It’s tough to know if it will happen again, but if it does, you should be prepared to draw the line. If it were me, I’d suggest to mother that we talk. If that doesn’t work, I’d suggest the two of you go to a third party, perhaps a counselor, to sort out your disagreements. But if she gets worse and becomes violent, I’d get out of there, and quickly, especially if she or her own mother has any history of violence..

Here’s my reasoning: it's unclear what’s going on with her. She’s certainly strung out somehow, as demonstrated by her not taking care of the house to a minimum degree. Perhaps she’s drinking. If so, maybe more recently. Maybe she has an emotional illness that’s getting worse as she gets older and more bitter, perhaps centering on losing her youth to her pregnancy at 18. Maybe things are getting worse because her relationship with her boyfriend isn’t working.

The question is whether she’s stable or getting worse.

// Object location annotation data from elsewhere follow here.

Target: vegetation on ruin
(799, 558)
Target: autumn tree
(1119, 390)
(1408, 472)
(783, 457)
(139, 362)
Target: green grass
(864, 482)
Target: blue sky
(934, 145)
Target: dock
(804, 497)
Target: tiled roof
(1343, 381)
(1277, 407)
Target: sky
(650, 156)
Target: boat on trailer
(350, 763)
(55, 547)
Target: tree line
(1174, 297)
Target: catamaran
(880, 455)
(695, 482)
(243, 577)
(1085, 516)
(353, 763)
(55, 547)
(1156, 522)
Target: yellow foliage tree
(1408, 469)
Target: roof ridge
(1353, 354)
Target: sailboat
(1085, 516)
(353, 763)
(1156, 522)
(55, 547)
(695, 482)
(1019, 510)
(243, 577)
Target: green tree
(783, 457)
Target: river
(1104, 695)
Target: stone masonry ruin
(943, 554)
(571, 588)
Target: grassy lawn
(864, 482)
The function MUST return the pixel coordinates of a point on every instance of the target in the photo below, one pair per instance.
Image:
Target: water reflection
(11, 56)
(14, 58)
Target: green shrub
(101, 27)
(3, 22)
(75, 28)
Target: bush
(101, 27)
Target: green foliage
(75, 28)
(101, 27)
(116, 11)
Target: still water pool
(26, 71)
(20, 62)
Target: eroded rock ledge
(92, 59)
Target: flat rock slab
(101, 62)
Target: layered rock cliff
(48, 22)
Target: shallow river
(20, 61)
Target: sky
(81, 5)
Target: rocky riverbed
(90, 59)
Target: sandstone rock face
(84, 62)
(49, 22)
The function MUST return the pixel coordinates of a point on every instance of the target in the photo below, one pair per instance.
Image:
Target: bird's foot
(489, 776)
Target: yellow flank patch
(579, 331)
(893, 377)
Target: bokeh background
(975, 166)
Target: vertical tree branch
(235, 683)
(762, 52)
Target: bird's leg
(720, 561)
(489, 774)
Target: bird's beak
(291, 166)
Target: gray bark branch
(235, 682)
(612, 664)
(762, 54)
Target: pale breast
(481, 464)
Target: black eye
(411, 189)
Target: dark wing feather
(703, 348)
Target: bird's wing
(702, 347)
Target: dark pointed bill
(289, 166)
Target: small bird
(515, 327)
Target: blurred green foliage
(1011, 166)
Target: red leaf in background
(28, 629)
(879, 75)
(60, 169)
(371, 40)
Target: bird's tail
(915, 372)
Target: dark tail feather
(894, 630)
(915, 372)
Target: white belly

It seems like the latter from what you say (I don’t understand the last sentence of your first paragraph). It may also be that as you get older and threaten to go off and have your own life, she feels abandoned, worsening the situation.

I’m concerned that you’re scared by her sometimes. Perhaps this is telling you something, about your need to protect yourself, both physically and emotionally. Make a plan as to what you’d do if it were necessary to leave. With luck, you’ll never have to act on it. But plans are good to have, “just in case.”

I don’t know how old you are, but if you’re 18 or so, maybe she’s jealous of your freedom compared to her own at that age. So don’t throw anything in her face. Just ask for, and quietly demand, respect that any human being would be given. With luck, she’ll realize that she needs to handle her stresses in a way that does not include dumping on you.

One final thing: as to your loneliness during the day, you’ll need to figure out how much of this is her problem, versus your having to branch out into the world more, and solve it on your own. Just make sure that if you do, you don’t repeat your mother’s teenage experience!


Sincerely,

Dr. P.

P. S. Get back to me if there’s more to discuss.